Subjects were asked to give their written consent to be included in the study. The consent
form (Appendix A1) was cleared by the Ethics Committee of the University of New
England.
Once consent was obtained, the subject completed the Pre-Heart Attack Health
Behaviours Questionnaire, Self-efficacy Questionnaire, Outcome Expectancy
Questionnaire, Health Threat Beliefs Questionnaire, Health Value Questionnaire,
Multidimensional Cardiac Health Locus of Control Scale, GHQ, and the distressing
thoughts and real-life experiences parts of the THARL Scale.
The questionnaires were completed by the subject with the researcher present who was
able to answer any queries as they arose. Subjects were then reminded that further
questionnaires would be posted to them in 3 months and 6 months time and that they
would be contacted by telephone to discuss any problems with completing them.
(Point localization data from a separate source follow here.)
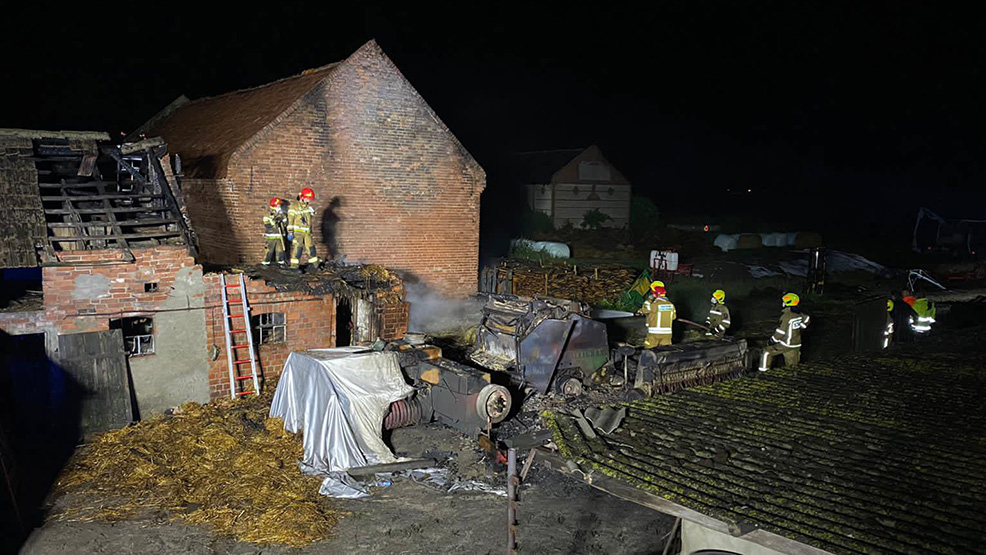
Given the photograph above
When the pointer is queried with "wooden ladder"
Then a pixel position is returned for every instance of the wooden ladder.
(237, 324)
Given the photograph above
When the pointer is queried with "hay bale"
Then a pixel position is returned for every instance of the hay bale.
(749, 241)
(224, 464)
(807, 240)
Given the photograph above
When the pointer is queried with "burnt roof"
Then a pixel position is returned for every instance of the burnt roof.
(206, 132)
(880, 453)
(21, 211)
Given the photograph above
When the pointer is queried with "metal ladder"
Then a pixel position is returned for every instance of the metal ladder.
(238, 324)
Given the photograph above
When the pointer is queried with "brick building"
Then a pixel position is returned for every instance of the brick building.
(394, 187)
(125, 310)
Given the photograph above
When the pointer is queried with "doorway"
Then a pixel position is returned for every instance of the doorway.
(344, 322)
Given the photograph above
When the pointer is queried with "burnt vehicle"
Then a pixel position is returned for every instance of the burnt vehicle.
(553, 346)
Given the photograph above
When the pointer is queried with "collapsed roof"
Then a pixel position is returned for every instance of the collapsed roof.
(72, 190)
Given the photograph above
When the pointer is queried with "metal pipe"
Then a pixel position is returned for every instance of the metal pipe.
(511, 501)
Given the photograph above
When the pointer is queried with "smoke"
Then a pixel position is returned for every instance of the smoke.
(435, 314)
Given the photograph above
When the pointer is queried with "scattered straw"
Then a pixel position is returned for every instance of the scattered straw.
(224, 464)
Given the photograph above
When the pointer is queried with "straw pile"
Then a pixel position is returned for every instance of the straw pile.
(224, 464)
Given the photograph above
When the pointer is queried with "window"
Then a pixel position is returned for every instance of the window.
(268, 328)
(138, 335)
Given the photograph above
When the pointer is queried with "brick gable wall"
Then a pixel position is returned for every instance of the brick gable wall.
(409, 193)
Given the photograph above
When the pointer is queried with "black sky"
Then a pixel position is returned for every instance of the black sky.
(811, 101)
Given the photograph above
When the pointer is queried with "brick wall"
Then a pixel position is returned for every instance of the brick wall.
(84, 297)
(393, 319)
(409, 192)
(309, 324)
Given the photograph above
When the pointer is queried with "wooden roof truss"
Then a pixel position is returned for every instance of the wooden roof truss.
(109, 197)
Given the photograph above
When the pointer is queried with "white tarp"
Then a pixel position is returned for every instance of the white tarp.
(555, 250)
(338, 399)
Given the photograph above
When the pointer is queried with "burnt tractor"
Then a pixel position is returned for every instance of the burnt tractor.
(553, 346)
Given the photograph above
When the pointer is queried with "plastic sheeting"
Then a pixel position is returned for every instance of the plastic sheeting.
(338, 399)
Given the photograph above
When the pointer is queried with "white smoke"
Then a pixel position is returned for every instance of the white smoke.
(432, 313)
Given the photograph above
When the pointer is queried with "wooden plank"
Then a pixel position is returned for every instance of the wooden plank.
(97, 363)
(74, 185)
(117, 232)
(121, 223)
(121, 210)
(115, 236)
(83, 198)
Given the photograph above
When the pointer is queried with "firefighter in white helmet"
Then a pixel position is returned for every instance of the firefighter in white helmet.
(786, 339)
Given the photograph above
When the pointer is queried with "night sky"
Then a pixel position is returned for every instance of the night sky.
(826, 109)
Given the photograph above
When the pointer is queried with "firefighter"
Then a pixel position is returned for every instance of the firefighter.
(300, 218)
(924, 313)
(660, 313)
(888, 330)
(274, 224)
(718, 319)
(786, 340)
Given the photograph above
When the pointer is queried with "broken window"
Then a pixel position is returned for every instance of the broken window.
(138, 334)
(269, 328)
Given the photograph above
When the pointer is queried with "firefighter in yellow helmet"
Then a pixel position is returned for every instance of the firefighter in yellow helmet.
(888, 331)
(718, 319)
(660, 313)
(301, 216)
(786, 339)
(274, 223)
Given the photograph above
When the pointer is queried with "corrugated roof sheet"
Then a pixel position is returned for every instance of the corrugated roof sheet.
(21, 211)
(206, 132)
(867, 454)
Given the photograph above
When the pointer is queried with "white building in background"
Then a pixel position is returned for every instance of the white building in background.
(565, 191)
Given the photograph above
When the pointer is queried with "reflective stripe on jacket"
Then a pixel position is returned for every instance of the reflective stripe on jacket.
(718, 318)
(300, 217)
(788, 332)
(660, 313)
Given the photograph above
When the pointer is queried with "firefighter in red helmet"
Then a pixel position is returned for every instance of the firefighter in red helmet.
(301, 216)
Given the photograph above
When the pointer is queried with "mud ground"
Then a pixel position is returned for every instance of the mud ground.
(556, 515)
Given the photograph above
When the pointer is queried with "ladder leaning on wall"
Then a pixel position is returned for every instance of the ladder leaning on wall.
(237, 324)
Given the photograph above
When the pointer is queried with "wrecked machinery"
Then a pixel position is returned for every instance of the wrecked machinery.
(546, 346)
(465, 398)
(553, 346)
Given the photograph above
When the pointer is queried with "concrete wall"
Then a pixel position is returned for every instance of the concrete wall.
(178, 371)
(95, 287)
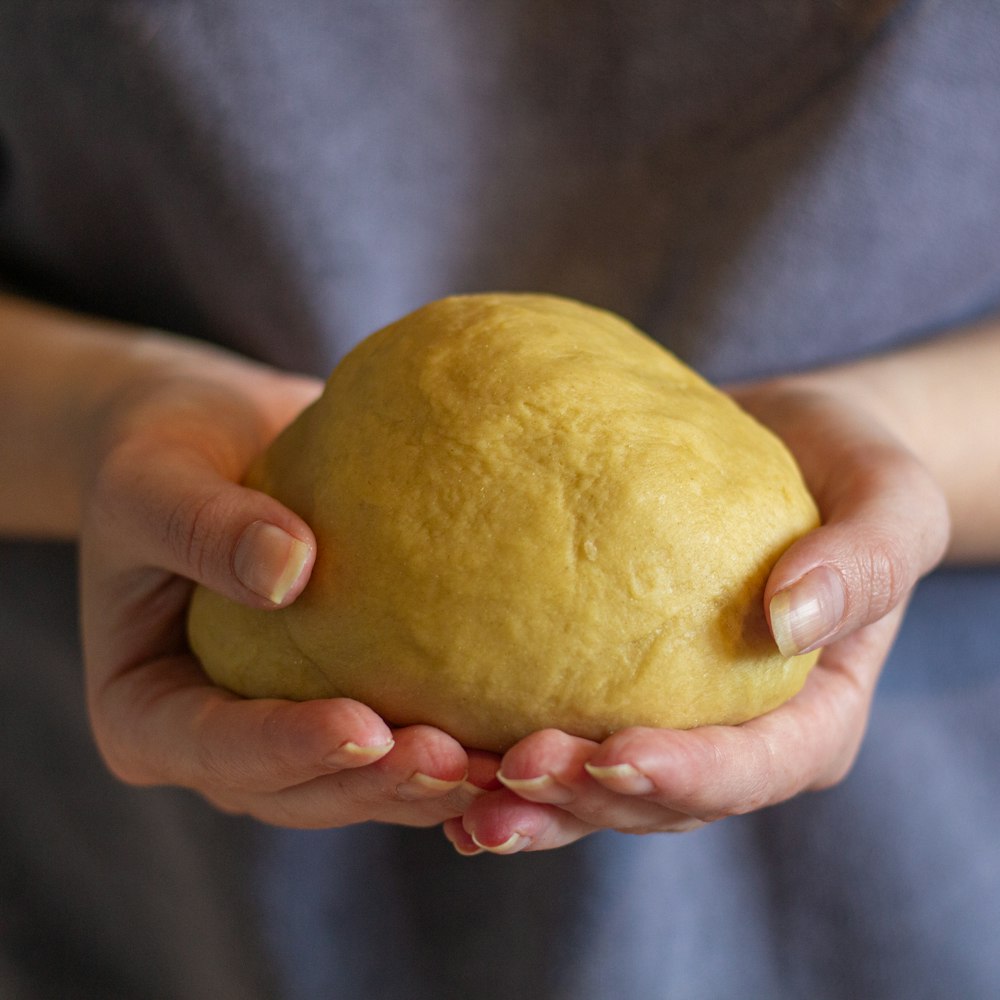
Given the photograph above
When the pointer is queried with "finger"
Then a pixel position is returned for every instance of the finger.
(885, 525)
(716, 771)
(420, 782)
(162, 724)
(181, 514)
(503, 823)
(554, 768)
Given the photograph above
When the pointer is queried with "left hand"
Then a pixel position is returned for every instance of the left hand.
(844, 587)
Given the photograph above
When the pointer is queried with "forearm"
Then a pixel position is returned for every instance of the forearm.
(942, 400)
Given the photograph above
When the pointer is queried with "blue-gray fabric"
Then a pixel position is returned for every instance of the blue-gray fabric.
(763, 186)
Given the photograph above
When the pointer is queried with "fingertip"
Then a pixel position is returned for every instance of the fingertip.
(806, 613)
(272, 562)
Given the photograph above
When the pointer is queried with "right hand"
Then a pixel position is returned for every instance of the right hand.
(163, 508)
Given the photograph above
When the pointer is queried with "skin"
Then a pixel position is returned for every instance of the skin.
(140, 438)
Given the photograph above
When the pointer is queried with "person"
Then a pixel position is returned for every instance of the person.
(204, 205)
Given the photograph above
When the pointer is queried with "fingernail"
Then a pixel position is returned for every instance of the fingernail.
(805, 613)
(622, 778)
(268, 560)
(514, 843)
(544, 788)
(462, 843)
(351, 754)
(425, 786)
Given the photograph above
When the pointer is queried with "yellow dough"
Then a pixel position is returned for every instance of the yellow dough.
(528, 515)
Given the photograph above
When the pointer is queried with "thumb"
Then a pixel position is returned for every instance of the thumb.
(182, 515)
(885, 525)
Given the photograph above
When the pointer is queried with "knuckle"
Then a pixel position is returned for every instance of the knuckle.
(884, 572)
(189, 532)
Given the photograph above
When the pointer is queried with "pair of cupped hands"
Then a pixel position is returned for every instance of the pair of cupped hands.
(163, 507)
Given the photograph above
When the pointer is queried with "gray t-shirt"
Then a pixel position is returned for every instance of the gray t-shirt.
(763, 186)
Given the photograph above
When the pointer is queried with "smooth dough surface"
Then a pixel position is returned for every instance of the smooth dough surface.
(528, 514)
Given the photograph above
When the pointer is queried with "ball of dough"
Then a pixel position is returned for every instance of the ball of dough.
(528, 514)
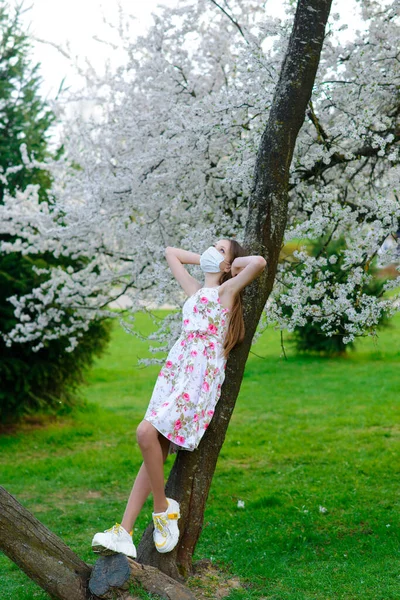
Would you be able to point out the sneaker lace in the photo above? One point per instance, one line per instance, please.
(117, 528)
(161, 524)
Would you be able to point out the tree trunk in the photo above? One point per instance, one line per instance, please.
(52, 565)
(192, 473)
(39, 553)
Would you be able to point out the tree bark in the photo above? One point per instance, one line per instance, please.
(39, 553)
(56, 569)
(192, 473)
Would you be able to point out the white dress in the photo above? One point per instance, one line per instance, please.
(189, 384)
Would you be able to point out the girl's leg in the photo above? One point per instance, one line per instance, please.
(142, 486)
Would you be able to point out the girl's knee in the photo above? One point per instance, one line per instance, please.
(146, 434)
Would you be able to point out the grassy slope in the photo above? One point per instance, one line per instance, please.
(307, 432)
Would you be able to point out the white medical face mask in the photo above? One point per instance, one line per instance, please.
(210, 260)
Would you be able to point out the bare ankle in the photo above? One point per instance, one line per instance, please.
(160, 507)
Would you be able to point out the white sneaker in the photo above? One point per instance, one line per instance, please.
(166, 532)
(113, 541)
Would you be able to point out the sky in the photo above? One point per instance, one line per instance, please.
(76, 22)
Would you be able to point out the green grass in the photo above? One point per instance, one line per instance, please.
(306, 433)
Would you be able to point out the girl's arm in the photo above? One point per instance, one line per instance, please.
(243, 269)
(176, 258)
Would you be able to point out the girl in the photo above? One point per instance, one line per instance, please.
(188, 385)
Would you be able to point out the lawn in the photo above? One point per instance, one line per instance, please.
(312, 451)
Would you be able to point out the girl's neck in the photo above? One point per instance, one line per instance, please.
(212, 279)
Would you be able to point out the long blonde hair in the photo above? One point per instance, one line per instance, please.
(236, 330)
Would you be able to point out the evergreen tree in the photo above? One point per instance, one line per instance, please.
(47, 378)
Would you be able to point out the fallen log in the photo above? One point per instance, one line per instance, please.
(62, 574)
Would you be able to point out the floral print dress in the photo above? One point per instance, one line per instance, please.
(189, 384)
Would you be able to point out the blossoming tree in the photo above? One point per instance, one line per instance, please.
(167, 158)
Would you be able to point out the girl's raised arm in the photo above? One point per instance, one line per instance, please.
(176, 258)
(243, 269)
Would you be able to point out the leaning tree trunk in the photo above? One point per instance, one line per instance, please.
(191, 475)
(62, 574)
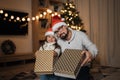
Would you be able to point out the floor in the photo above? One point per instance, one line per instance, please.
(98, 73)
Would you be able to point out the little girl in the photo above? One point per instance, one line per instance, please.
(50, 44)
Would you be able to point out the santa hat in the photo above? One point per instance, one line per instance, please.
(49, 32)
(57, 22)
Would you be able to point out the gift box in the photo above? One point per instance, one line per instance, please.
(44, 62)
(68, 65)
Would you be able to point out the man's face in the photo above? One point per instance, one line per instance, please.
(62, 32)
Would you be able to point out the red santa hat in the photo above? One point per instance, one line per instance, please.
(57, 22)
(49, 32)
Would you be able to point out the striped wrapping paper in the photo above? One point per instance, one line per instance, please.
(68, 65)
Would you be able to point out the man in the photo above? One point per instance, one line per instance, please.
(72, 39)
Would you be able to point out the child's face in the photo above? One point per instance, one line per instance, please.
(50, 38)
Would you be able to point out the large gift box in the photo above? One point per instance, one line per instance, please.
(68, 65)
(44, 62)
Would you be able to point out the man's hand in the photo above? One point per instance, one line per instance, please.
(88, 57)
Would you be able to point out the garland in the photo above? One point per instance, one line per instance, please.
(8, 47)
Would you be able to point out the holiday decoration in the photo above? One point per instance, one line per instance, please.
(8, 47)
(71, 16)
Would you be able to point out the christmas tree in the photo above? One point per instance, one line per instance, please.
(71, 16)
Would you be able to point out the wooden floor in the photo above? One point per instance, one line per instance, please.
(8, 72)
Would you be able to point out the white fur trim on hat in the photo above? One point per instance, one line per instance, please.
(57, 25)
(49, 33)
Information about the subject's age, marital status, occupation and Prothrombin Index
was obtained from medical records.
Approximately 3 months and 6 months later, all the above questionnaires, with the
exception of the Pre Heart Attack Questionnaire, were sent with a stamp addressed
envelope to the subjects with a brief letter requesting their ongoing participation. Subjects
were also contacted by telephone to facilitate questionnaire return and deal with any
difficulties.
The schedule of questionnaires answered by the subjects on each of the three occasions is
shown in Table 1 below.
Table 1: Schedule of Questionnaires
Questionnaire Hospital 3 Months 6 Months
Pre Heart Attack Health Behaviour X
Current Health Behaviour X X
Self-efficacy X X X
Outcome Expectation X X X
Health Threat Beliefs X X X
Health Value X X X
Cardiac Health Locus of Control X X X
GHQ X X X
THARL Scale X X X
All subjects participated in the hospital's standard cardiac rehabilitation program which
principally involved education as a means to helping the person modify 'at risk'
behaviours such as smoking, diet, exercise and stress. Subjects received written
information from the National Heart Foundation and watched a video, during the first 5
days of hospitalisation, about heart attacks, their cause, effects, treatment and desirable
lifestyle changes following a heart attack. This information specifically recommended,
inter alia, cessation of smoking, dietary changes with respect to reducing cholesterol and
dietary fat intake, increasing exercise, relaxing more in the face of stress, and reducing
alcohol intake. This information was reinforced by nursing and medical staff and any
questions or misunderstanding subjects might have had were addressed.